As ações de desapropriação, movidas pelo Incra, tem por objetivo promover a indenização, em dinheiro, dos agricultores que residem na área do Território Quilombola da Invernada dos Negros. O primeiro processo, já julgado em 2012, terminou em acordo entre o proprietário e o Incra.

No parecer, acolhido pela Justiça Federal, o procurador da República em Joaçaba, Daniel Ricken, e o procurador regional dos Direitos do Cidadão, Maurício Pessutto, afirmaram que a implementação dos territórios quilombolas “recupera a dignidade do elemento negro, ao reconhecer sua importância para a proteção da cultura brasileira tutelando sua representatividade e identidade étnica”. Argumentaram, ainda, que os novos residentes, que explorarão a área em uso coletivo, terão assim garantidos tanto o direito à moradia quanto à preservação de suas práticas, usos e costumes.

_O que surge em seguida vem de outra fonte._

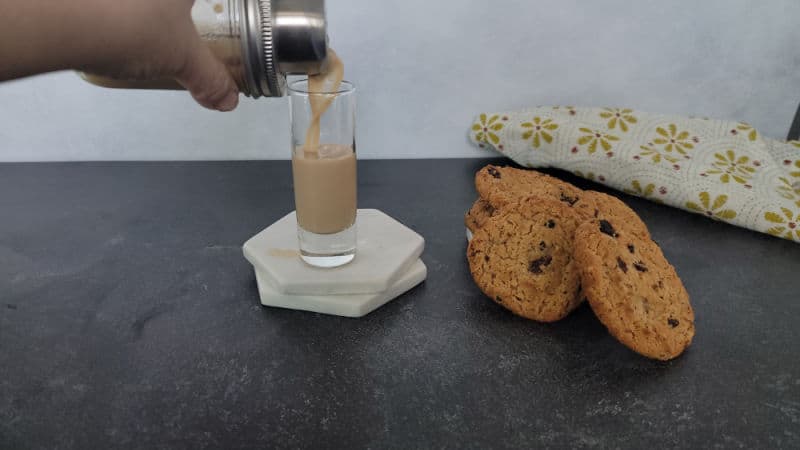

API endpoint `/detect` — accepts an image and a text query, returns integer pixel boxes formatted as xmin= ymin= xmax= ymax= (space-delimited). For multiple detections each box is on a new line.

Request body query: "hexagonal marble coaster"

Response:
xmin=255 ymin=259 xmax=427 ymax=318
xmin=243 ymin=209 xmax=425 ymax=295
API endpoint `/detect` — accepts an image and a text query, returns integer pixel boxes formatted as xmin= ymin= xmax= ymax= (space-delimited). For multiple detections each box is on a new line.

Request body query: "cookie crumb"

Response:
xmin=617 ymin=257 xmax=628 ymax=273
xmin=529 ymin=255 xmax=553 ymax=274
xmin=599 ymin=220 xmax=618 ymax=237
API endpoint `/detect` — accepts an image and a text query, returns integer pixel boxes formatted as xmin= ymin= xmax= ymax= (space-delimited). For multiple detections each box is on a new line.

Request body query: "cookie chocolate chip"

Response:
xmin=599 ymin=219 xmax=618 ymax=237
xmin=467 ymin=197 xmax=584 ymax=322
xmin=529 ymin=255 xmax=553 ymax=274
xmin=573 ymin=221 xmax=695 ymax=361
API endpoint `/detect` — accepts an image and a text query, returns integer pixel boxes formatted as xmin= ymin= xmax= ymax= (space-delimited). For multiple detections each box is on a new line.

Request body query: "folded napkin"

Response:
xmin=469 ymin=107 xmax=800 ymax=244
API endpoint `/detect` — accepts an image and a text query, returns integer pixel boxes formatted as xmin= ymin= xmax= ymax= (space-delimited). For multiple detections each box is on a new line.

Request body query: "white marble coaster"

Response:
xmin=255 ymin=259 xmax=427 ymax=318
xmin=243 ymin=209 xmax=425 ymax=295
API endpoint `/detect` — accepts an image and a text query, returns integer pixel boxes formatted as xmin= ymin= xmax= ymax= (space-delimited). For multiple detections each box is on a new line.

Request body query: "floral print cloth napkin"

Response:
xmin=469 ymin=107 xmax=800 ymax=244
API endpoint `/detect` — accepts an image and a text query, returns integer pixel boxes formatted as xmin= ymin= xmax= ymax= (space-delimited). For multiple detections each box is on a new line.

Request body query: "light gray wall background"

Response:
xmin=1 ymin=0 xmax=799 ymax=162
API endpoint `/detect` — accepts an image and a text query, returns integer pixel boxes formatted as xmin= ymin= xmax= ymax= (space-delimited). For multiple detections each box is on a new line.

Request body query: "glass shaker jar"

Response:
xmin=80 ymin=0 xmax=329 ymax=98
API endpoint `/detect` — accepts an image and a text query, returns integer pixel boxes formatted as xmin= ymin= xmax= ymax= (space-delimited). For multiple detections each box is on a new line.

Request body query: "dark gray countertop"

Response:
xmin=1 ymin=159 xmax=798 ymax=449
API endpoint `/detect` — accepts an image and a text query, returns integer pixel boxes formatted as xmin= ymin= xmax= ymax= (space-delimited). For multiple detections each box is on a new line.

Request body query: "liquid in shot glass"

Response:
xmin=289 ymin=74 xmax=357 ymax=268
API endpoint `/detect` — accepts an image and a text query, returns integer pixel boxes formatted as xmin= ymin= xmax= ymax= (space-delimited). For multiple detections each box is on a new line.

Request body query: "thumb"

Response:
xmin=175 ymin=37 xmax=240 ymax=112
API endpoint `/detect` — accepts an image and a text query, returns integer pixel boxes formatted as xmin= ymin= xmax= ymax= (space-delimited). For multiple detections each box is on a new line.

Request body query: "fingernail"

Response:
xmin=217 ymin=91 xmax=239 ymax=111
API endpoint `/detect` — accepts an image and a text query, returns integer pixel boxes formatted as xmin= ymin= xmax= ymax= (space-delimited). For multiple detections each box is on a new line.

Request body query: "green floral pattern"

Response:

Segundo os procuradores, identificada a Comunidade Remanescente de Quilombo e a sua área territorial nos moldes legalmente previstos, as ações de desapropriação em face de atuais ocupantes é medida administrativa naturalmente decorrente, à qual o Estado se obriga para regularização fundiária. Sendo assim, não cabe a fixação de prazo decadencial para sua promoção.

História

A Comunidade Remanescente de Quilombo Invernada dos Negros é composta por aproximadamente 30 famílias cujas origens remontam ao fim do século XIX. Em 1876, um fazendeiro da região, Matheus José de Souza e Oliveira, declarou em seu testamento que um terço de sua propriedade seria deixada a seus escravos, numa área de quase 8 mil hectares. Na época, o advogado responsável pela divisão de terras entre os herdeiros do fazendeiro apropriou-se de quase metade da área de terra legada aos ex-escravos.

Em 1988, com a promulgação da Constituição, passou-se a garantir às comunidades remanescentes de quilombolas o direito às terras que tradicionalmente possuíam. Essas áreas, destinadas a exploração coletiva, tem como garantir aos descendentes de escravos a preservação de seu modo de vida e de suas manifestações culturais.

Em 2004, o Incra iniciou o processo de titulação da área, acompanhado de perto pelo Ministério Público Federal. Após estudos e longas discussões judiciais, que incluíram uma audiência pública realizada pelo MPF, em 17 de junho de 2010 foi assinado pelo Presidente da República o decreto que declara os imóveis abrangidos pelo Território Quilombola Invernada dos Negros como de interesse social, determinando ao Incra a tomada das medidas para a avaliação e desapropriação dos terrenos, mediante o pagamento de indenização em dinheiro. Até fevereiro deste ano, dos mais de quarenta terrenos que integram o território, já foram propostas quatro ações de desapropriação na Vara Federal de Joaçaba, estando três ainda em tramitação na Vara Federal de Joaçaba e, na última, já concluída, o antigo proprietário recebeu a indenização correspondente.